Hamiltonian vs stability and application to Horndeski theory

TL;DR

This paper clarifies the relationship between Hamiltonian boundedness and stability in field theories, introduces a coordinate-independent stability criterion, and applies it to a specific Horndeski theory solution, confirming its stability under certain conditions.

Contribution

It corrects misconceptions about Hamiltonian boundedness and stability, and develops a new coordinate-independent stability criterion applied to Horndeski theories.

Findings

Hamiltonian density's unboundedness does not imply instability.

The stability criterion depends on causal cone orientations.
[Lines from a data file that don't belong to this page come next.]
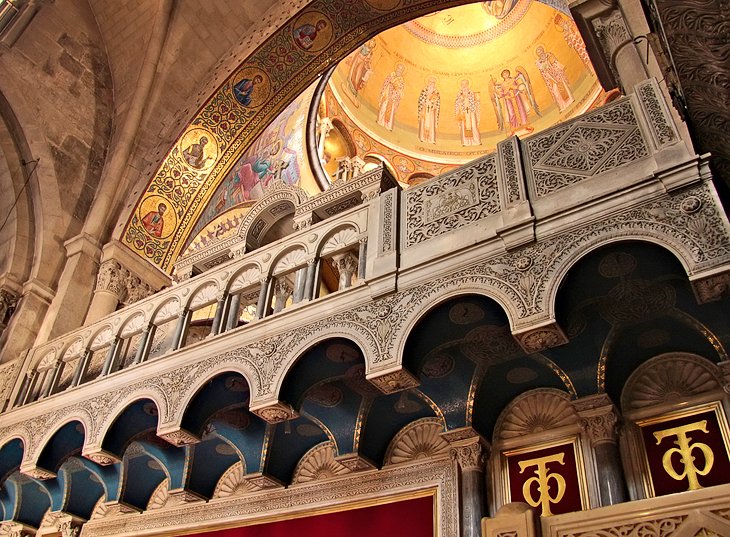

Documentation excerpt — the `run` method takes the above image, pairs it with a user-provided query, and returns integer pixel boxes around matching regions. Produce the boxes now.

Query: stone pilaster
[573,394,627,506]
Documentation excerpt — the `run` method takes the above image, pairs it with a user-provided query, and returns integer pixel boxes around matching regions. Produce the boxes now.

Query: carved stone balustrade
[0,76,730,478]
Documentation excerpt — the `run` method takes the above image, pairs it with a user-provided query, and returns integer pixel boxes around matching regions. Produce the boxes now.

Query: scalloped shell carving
[384,418,449,464]
[89,326,113,351]
[292,441,349,483]
[322,228,357,255]
[147,478,170,511]
[273,248,307,274]
[496,388,578,440]
[213,461,257,498]
[190,282,218,310]
[621,353,722,409]
[121,311,144,337]
[91,494,109,519]
[63,338,84,362]
[155,297,180,324]
[231,267,261,291]
[36,349,56,371]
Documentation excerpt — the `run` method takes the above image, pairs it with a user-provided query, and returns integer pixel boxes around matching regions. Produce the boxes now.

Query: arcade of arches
[0,0,730,537]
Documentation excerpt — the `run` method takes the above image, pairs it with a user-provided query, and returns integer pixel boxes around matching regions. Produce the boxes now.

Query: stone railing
[0,80,730,469]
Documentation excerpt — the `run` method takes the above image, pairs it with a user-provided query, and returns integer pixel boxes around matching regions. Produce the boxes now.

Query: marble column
[303,259,317,300]
[210,292,228,336]
[573,394,627,506]
[450,437,488,537]
[333,252,357,291]
[226,293,241,331]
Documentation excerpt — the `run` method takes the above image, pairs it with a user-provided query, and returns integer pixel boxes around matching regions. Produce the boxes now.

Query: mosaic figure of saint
[142,203,167,239]
[490,67,540,136]
[292,19,327,50]
[347,39,376,96]
[454,79,482,147]
[418,76,441,144]
[482,0,518,20]
[535,45,575,112]
[378,63,406,131]
[183,136,213,170]
[233,75,264,106]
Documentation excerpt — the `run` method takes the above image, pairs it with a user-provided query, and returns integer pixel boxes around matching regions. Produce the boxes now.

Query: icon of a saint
[418,76,441,144]
[378,63,406,131]
[233,75,264,106]
[142,203,167,239]
[183,136,213,170]
[490,67,540,136]
[454,79,482,147]
[292,19,327,50]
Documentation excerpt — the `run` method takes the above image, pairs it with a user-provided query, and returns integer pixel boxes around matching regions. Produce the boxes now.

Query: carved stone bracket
[572,393,619,446]
[20,463,56,479]
[157,427,200,447]
[692,270,730,304]
[367,367,420,394]
[449,437,489,471]
[81,447,122,466]
[513,322,568,354]
[245,472,284,490]
[335,453,377,472]
[251,401,299,423]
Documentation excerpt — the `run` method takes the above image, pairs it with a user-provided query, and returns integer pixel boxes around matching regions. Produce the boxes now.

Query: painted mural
[183,88,318,253]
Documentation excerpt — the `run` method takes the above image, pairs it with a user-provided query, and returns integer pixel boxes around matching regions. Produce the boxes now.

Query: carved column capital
[573,394,620,447]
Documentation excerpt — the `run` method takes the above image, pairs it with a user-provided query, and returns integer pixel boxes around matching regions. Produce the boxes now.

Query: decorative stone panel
[403,154,500,248]
[522,98,649,198]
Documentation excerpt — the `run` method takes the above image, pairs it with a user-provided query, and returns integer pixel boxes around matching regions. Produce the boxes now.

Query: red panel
[176,496,434,537]
[507,443,582,516]
[641,411,730,496]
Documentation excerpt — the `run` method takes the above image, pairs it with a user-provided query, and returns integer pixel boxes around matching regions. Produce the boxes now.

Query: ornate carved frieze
[404,154,500,248]
[515,323,568,354]
[636,78,678,149]
[692,271,730,304]
[497,136,525,208]
[522,98,649,198]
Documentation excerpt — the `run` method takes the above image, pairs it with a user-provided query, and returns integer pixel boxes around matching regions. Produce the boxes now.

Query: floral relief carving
[523,99,649,197]
[405,154,500,248]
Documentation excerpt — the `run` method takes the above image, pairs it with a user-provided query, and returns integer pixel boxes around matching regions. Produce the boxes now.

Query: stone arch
[89,323,114,350]
[542,229,696,319]
[185,280,220,309]
[317,222,362,256]
[238,181,309,252]
[168,360,256,427]
[23,408,94,465]
[621,352,725,412]
[150,296,182,324]
[393,279,519,364]
[226,261,263,293]
[117,310,147,337]
[92,386,169,452]
[268,323,378,406]
[270,242,310,276]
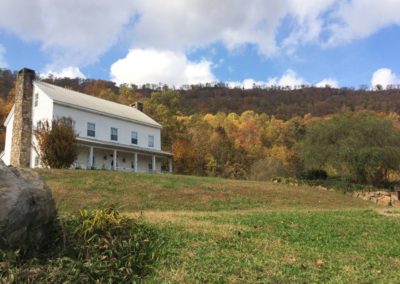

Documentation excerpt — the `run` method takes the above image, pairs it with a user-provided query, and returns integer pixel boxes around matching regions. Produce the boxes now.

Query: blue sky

The Schwarzschild-de Sitter solution in beyond-Horndeski theory is stable within certain parameters.

Abstract

A Hamiltonian density bounded from below implies that the lowest-energy state is stable. We point out, contrary to common lore, that an unbounded Hamiltonian density does not necessarily imply an instability: Stability is indeed a coordinate-independent property, whereas the Hamiltonian density does depend on the choice of coordinates. We discuss in detail the relation between the two, starting from k-essence and extending our discussion to general field theories. We give the correct stability criterion, using the relative orientation of the causal cones for all propagating degrees of freedom. We then apply this criterion to an exact Schwarzschild-de Sitter solution of a beyond-Horndeski theory, while taking into account the recent experimental constraint regarding the speed of gravitational waves. We extract the spin-2 and spin-0 causal cones by analyzing respectively all the odd-parity and the $\ell = 0$ even-parity modes. Contrary to a claim in the literature, we prove that this solution does not exhibit any kinetic instability for a given range of parameters defining the theory.